El bicentenario de la Constitución de 1812 nos vuelve a hacer reflexionar sobre la importancia de este tipo de documentos como norma de convivencia y apuesta por la sociedad que queremos. No hay duda, y en esto es imposible el desacuerdo, que aquellos patriotas del 19 de marzo de 1.812 buscaban hacer de España una nación moderna y libre, una nación carente de miedos y complejos, dispuesta a apostar por su futuro a pesar de la dificultad del momento y la agitación a la que sometía por entonces a la nación el ejército francés. La revisión actual del texto de la Constitución de 1.812 revela un documento liberal que ponía al país a la altura de los territorios con mayores libertades y derechos humanos en la época.
Eran tiempos muy difíciles que exigían soluciones audaces y apuestas rigurosas, reformas que en muchos casos parecían imposibles y que levantaban ampollas en aquellos que querían hacer del control político y social toda su fortaleza. España quería entrar en el club de los países más modernos y tal vez por ello, el ambiente bélico del momento no impidió que constituyentes de todo el país se jugaran la vida para poder sancionar en Cádiz a “La Pepa”.

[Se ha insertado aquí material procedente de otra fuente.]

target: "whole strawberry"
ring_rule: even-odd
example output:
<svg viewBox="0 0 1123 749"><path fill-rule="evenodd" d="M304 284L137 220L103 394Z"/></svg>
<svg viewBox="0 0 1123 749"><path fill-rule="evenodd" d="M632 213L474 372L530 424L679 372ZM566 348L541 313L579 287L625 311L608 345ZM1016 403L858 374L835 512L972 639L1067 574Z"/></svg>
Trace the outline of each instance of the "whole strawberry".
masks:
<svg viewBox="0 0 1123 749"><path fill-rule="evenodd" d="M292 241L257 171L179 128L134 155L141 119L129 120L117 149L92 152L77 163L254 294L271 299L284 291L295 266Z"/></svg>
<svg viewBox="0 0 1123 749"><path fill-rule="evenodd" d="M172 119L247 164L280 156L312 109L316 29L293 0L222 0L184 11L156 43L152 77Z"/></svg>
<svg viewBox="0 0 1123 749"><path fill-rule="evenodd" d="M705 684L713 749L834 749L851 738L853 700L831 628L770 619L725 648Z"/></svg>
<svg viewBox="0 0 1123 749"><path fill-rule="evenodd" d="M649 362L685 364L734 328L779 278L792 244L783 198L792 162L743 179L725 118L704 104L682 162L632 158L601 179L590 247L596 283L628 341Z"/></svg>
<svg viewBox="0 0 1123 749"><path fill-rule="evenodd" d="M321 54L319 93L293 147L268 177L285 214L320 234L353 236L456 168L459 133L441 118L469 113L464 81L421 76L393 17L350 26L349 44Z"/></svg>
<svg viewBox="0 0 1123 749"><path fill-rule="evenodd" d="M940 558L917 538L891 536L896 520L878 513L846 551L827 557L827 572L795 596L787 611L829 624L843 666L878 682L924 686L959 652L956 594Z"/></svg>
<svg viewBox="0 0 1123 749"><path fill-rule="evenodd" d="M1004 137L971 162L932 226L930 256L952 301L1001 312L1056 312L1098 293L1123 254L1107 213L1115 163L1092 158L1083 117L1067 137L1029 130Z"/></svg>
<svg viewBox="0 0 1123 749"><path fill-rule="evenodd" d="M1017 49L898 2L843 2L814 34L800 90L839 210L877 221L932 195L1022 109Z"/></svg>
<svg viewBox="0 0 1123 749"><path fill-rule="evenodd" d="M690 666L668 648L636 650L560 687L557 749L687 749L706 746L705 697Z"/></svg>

Hoy, dos siglos más tarde, España no está en guerra, pero sí en una encrucijada que marcará irremediablemente su futuro. Una crisis económica, de efectos devastadores sobre nuestra sociedad, tiene como aliada una crisis de valores que nos hace cada vez más individualistas y egocéntricos. Tal vez por ello haga falta retomar el espíritu de aquellos valientes, para determinar reformas y decisiones que nos permitan encarar el futuro. De alguna manera a ello convocaron ayer tanto el Rey como Rajoy, que vieron una similitud en los tiempos… España necesita patriotas, sin que en ello se vea rememorar el antiguo régimen, que tengan capacidad de diálogo y vocación de renuncia. El Gobierno está haciendo reformas que desde luego son mejor que la «nada» que ejercía el anterior ejecutivo, pero se necesita recuperar el espíritu de la Constitución del 1812 o de la de 1978, para hacer una apuesta rigurosa y positiva por el futuro. Tal vez eso suponga adaptar nuestra Constitución al nuevo tiempo y por eso creo que no sería malo que los partidos empezaran a pensar en una reforma a fondo… Las Constituciones siempre han dado tiempo de paz y de diálogo porque han sabido adecuarse a los tiempos. Una Constitución caduca no sirve y por eso no hay que dejarla envejecer. Recuperar ese espíritu de consenso ahora nos hace mucha falta, está claro.
Hasta que no pasen las elecciones andaluzas los partidos no van a ser ellos mismos.Pero como luego vienen las vascas estarán otra vez a la riña.No se puede estar en constante campaña electoral porque hace que nada sea real y todo se mire con el interés de captar el voto.No sobra pedir la reforma de la constitución y adaptarla a los tiempos del momento pero para eso hay que dialogar y esa es algo muy difícil en un país en constante campaña electoral.